Conditions
Trails are located on old woods roads and range from easy to moderately strenuous. Ticks are common, so please dress accordingly and check yourself after leaving the preserve.
Preserve Guidelines
- Trails are marked for their designated uses at each intersection
- Please stay on the trails and respect areas marked as private
- No collecting of plants or animals
- No pets
- Carry out all litter
- No fires, smoking or camping
What You’ll See
The strange and beautiful forests of this preserve are primarily pitch pine and scrub oak underlain by lowbush blueberry and woodland sedge. As many as 11 species of rare butterflies and moths that feed on the barrens vegetation have been documented on the preserve, including the pine barrens buckmoth. Whip-poor-will and common nighthawk, both ground-nesting birds in decline throughout their range, nest in open areas within the pine barrens.

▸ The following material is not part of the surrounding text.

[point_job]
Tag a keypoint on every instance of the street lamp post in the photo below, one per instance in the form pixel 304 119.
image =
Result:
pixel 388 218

The topography of Waterboro Barrens originates from glacial outwash and features debris left behind by retreating glacial ice resulting in kettlehole heaths, hillsides covered in towering old-growth pitch pines, and moraines (glacial hills) covered in dense stands of scrub oak. There is also a leatherleaf bog, a small gorge, black spruce swamps, and miles of frontage on three ponds and the Little Ossipee River.
The Nature Conservancy has recently initiated a prescribed burning program at Waterboro Barrens as a management and restoration tool. Visitors may encounter recently burned areas that likely result from our management program. In addition, some areas have recently been thinned to reduce flammable fuels and provide firebreaks between the preserve and neighboring communities.